O livro que estava em minhas mãos chama-se Doidas e Santas e foi escrito por Martha Medeiros. Eu lia uma de suas cem crônicas bem humoradas cujo titulo é: Cem Coisas. Começa por discutir essas listas de cem coisas que deveremos fazer antes de morrer e brinca questionando essa certeza que todos têm ao dizer que ela prefere encará-la como hipótese. O contraste entre uma realidade sabida – a da morte – e a surpresa em fazer uma afirmativa contrária produz o humor. Essa é uma forma de se fazer a negação da morte. Brincar com a ideia de morrer.
A negação da morte poderá surgir por meio de diversos modos disfarçados em vestes de artifícios psicológicos, com a finalidade de aliviar o fardo penoso a ser carregado pela consciência. As pessoas vivem como se estivessem imunes ao inevitável, no entanto sabemos o quanto a idéia da morte persegue o humano. Há um fenômeno, muitas vezes revelado, que mostra quando pessoas estão em desespero, por medo da morte, saltam de precipícios como se fossem se salvar. Essa mistura de heroísmo e medo reflete a idéia central do herói que desafia a morte. Ser herói é adquirir um sentimento de valor que poderá impulsionar o sujeito a arriscar sua vida com o fito de salvar outras vidas. Esse mesmo homem poderá considerar sorte, quando escapa da morte provocada pelo tiro que mata o outro que estava ao seu lado.
Muitas são as listas que nos sugerem o que fazer antes de morrer.
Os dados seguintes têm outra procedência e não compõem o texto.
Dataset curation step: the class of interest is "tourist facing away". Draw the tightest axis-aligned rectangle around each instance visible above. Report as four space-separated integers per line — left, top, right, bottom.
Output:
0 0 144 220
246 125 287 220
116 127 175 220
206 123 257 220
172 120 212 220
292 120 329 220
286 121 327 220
O curioso é que são repletas de itens considerados inúteis: dirigir uma Ferrari, fazer um safári, frequentar uma praia de nudismo, comer algo exótico (um baiacu venenoso, por exemplo), visitar um vulcão ativo, perder fortuna nos cassinos de Las Vegas e etc. Pensar nessas listas é considerar que tudo que já fizemos, por ser considerado útil, não entra nessa relação. A relação parece sugerir que só experimentamos a vida, com aquelas coisas que te servem ao prazer em um estado de inconsciência do limitado. É como diz Rubem Alves: “O prazer e a alegria moram na inutilidade”.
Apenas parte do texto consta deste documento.